Because the building fundamentally wants to be a chimney, openings—intentional or otherwise—in the upper and lower portions of the building can contribute to the issues we experience as a result of stack effect. The gaps around frameless sliding glass doors are a common source of problems. Wide-open entry areas without vestibules allow air to transfer more quickly and directly to lift shafts, boosting both infiltration and exfiltration rates. The same can be said for vents throughout the building.
Occupant behavior can also exacerbate issues related to stack effect. Merchants propping open swing doors at street level and occupants opening windows at higher levels can both contribute to increased stack effect airflow.
Poor quality facades can contribute significantly to overall structural leakage. Specification of doors that does not take airflow into account—whether infiltration of outside air or airflow within the building—can also lead to problems. Even where doors are positioned can contribute to either controlling stack effect or making it worse. For example, relocating doors from one side of a set of lifts to the other, or repositioning them to a junction in a corridor, can have a large impact on stack effect.
Resolving the issues
Clearly, planning ahead to incorporate measures that control airflow in buildings is the best approach to minimizing stack effect impacts. Including barriers to airflow between external entries and lift shafts, for example, is something that is far more easily accomplished in the design phase than as a retrofit. Changing specifications for doors, façade materials, windows, and vents is also a good way to head off stack effect problems.

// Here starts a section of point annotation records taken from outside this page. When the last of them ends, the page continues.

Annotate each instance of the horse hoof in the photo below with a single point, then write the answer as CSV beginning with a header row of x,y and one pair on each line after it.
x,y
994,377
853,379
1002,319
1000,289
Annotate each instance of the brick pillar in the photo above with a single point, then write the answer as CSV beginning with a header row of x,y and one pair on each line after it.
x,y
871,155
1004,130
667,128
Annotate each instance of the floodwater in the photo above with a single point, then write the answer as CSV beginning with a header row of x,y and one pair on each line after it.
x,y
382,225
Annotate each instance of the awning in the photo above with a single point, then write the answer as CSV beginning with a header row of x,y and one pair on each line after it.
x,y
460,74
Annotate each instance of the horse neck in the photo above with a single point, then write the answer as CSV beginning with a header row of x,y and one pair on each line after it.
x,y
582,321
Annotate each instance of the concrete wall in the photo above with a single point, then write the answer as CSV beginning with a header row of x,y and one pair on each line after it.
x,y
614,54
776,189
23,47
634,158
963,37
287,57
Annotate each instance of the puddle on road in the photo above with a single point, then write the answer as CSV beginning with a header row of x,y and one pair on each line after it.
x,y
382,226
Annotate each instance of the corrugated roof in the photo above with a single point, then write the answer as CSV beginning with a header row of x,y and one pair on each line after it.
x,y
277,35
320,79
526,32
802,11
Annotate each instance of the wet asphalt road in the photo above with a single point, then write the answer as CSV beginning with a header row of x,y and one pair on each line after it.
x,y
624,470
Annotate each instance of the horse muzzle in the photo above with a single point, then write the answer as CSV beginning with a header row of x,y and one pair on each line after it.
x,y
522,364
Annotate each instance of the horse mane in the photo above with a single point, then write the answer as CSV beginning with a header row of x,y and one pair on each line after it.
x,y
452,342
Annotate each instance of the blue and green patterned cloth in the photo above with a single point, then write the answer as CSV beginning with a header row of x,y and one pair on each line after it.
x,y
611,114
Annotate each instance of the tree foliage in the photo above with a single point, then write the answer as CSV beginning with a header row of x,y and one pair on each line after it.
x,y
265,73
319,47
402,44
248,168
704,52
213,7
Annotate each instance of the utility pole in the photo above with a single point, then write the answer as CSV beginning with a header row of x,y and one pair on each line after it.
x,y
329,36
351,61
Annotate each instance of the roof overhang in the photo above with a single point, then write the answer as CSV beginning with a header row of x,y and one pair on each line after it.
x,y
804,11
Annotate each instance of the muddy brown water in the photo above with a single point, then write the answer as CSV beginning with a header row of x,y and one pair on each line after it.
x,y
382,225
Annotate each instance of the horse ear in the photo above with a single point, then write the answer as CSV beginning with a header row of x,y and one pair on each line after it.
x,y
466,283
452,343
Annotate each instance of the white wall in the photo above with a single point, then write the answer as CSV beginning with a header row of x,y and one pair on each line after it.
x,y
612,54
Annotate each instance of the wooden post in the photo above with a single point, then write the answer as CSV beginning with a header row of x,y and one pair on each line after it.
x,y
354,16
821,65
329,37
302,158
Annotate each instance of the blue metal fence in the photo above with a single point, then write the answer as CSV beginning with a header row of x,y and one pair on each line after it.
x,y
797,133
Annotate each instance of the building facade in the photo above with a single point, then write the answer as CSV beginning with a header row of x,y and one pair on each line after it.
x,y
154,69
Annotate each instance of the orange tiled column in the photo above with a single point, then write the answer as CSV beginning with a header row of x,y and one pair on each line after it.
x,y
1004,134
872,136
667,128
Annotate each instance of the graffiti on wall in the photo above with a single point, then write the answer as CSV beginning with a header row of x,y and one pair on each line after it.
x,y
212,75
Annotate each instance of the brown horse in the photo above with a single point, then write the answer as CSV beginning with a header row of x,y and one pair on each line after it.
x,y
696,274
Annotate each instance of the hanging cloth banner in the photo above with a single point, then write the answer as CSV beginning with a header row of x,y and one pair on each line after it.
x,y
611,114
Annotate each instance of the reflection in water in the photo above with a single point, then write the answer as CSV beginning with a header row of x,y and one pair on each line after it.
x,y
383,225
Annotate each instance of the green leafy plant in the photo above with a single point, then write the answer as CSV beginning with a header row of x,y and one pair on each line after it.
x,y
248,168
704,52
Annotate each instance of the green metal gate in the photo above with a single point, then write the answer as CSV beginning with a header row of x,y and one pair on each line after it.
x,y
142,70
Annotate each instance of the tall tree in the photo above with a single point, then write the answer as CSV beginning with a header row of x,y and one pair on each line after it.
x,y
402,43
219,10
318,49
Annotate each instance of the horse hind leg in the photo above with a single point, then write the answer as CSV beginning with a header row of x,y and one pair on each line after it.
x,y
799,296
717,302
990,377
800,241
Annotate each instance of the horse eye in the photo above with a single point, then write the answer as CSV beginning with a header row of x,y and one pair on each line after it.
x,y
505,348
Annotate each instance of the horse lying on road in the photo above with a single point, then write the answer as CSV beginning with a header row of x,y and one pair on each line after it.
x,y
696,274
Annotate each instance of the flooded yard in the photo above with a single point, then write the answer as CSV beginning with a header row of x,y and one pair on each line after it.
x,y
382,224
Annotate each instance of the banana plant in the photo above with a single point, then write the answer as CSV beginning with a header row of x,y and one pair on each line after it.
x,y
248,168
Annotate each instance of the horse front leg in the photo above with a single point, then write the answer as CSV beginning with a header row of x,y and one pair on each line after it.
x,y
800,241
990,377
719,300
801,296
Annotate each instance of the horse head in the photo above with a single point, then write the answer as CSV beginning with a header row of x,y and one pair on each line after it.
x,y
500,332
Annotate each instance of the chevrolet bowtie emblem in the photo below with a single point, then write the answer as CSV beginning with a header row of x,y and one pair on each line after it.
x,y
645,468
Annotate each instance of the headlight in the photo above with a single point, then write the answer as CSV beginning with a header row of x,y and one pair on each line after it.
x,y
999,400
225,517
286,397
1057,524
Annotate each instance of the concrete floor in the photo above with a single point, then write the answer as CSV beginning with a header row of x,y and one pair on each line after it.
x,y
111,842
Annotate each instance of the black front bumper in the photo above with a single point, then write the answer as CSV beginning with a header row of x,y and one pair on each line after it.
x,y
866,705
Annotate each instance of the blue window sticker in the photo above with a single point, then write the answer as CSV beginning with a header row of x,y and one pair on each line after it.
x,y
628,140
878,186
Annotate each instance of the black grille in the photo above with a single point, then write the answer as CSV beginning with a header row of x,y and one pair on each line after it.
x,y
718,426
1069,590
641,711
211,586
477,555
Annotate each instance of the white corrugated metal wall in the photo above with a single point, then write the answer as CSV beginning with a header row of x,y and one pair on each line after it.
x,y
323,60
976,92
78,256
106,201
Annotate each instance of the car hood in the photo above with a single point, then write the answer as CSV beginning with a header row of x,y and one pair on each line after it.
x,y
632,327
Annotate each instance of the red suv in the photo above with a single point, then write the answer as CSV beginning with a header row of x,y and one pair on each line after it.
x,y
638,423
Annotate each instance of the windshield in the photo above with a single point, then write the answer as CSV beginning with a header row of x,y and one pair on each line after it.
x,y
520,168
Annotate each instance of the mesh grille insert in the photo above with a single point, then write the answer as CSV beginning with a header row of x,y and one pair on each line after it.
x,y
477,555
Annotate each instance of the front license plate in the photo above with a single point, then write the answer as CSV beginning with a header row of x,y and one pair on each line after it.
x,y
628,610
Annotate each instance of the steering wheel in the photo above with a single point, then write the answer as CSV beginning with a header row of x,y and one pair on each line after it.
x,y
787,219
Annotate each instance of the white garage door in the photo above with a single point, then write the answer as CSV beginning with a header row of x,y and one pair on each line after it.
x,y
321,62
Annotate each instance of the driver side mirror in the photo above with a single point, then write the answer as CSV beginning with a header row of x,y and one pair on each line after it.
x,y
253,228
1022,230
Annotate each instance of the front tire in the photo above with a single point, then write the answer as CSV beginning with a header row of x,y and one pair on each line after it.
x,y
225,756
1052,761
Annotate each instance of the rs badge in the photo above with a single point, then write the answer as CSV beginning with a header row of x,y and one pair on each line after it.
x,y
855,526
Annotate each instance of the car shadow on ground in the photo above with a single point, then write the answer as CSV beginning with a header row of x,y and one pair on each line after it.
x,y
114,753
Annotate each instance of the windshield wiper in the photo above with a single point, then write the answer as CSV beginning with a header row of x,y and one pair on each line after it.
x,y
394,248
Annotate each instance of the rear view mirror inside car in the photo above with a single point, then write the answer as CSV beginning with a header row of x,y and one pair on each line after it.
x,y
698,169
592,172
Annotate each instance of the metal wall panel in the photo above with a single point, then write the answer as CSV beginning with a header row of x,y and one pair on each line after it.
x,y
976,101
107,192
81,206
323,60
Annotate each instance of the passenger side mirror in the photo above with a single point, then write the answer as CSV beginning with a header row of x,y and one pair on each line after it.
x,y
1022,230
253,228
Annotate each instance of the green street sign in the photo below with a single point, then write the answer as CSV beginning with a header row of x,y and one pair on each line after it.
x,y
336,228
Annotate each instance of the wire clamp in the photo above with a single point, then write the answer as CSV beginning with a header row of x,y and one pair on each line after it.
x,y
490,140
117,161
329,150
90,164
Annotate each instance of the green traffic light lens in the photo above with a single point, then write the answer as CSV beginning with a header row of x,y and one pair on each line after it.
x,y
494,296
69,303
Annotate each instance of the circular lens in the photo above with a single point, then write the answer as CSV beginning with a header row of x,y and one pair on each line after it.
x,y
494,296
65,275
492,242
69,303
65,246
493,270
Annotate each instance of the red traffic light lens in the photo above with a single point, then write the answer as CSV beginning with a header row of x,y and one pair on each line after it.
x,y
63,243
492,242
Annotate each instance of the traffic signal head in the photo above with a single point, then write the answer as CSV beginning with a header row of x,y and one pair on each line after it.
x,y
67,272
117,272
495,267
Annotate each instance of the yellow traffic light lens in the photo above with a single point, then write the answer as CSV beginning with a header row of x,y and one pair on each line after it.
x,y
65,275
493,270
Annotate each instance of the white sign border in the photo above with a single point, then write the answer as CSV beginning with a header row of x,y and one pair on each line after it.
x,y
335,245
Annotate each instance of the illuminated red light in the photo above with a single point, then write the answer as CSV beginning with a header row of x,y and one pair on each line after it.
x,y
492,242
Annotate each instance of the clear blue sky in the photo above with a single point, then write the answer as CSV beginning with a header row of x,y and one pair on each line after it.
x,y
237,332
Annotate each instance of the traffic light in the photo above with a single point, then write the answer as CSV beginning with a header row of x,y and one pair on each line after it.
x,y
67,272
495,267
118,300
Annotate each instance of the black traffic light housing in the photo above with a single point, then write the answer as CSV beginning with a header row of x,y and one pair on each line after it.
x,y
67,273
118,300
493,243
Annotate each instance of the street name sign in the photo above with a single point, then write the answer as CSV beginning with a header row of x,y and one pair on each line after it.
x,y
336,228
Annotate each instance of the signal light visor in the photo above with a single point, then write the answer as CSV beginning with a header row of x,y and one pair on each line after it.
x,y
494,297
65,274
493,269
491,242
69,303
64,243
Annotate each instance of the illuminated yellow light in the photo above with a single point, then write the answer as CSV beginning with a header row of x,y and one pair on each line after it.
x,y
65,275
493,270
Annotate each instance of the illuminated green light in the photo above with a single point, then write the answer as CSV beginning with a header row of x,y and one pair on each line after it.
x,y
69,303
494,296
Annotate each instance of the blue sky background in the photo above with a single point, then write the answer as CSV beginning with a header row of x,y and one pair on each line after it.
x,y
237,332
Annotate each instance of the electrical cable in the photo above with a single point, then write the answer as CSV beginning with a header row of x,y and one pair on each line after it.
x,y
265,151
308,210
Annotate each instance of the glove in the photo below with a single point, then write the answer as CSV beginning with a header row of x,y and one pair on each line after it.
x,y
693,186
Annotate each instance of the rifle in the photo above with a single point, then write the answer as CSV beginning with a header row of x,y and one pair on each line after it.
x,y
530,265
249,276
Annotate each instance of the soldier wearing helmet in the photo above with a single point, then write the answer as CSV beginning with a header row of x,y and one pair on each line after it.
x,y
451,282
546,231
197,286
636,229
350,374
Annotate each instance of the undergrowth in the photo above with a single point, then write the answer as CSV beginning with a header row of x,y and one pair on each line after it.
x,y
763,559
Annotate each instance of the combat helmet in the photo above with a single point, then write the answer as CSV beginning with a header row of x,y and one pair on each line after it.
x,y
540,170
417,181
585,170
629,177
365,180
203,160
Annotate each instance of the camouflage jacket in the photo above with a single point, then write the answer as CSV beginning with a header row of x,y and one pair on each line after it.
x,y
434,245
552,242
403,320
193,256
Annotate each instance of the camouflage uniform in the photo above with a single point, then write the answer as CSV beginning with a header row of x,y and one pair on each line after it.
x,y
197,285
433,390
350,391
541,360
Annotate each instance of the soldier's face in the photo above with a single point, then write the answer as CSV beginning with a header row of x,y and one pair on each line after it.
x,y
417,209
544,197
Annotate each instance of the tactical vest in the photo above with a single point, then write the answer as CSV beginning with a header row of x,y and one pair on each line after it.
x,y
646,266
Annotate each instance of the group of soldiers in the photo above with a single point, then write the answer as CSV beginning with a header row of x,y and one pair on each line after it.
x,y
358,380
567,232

In existing buildings, once the major causes of stack effect have been identified, they also can be addressed. The solution may be as simple as modifying building operations and educating occupants, or as significant as replacing doors or adding vestibules. An experienced consultant often can suggest modifications that will at the least reduce stack effect manifestations to acceptable levels. These can include such things as sealing gaps, changing or adding doors, or otherwise reworking internal building elements; making changes to the operation of the building; encouraging behavioral changes by building occupants; or a combination of these approaches.
Regardless, stack effect is a natural occurrence with effects that can be addressed—or avoided—through building science. It’s actually a breeze.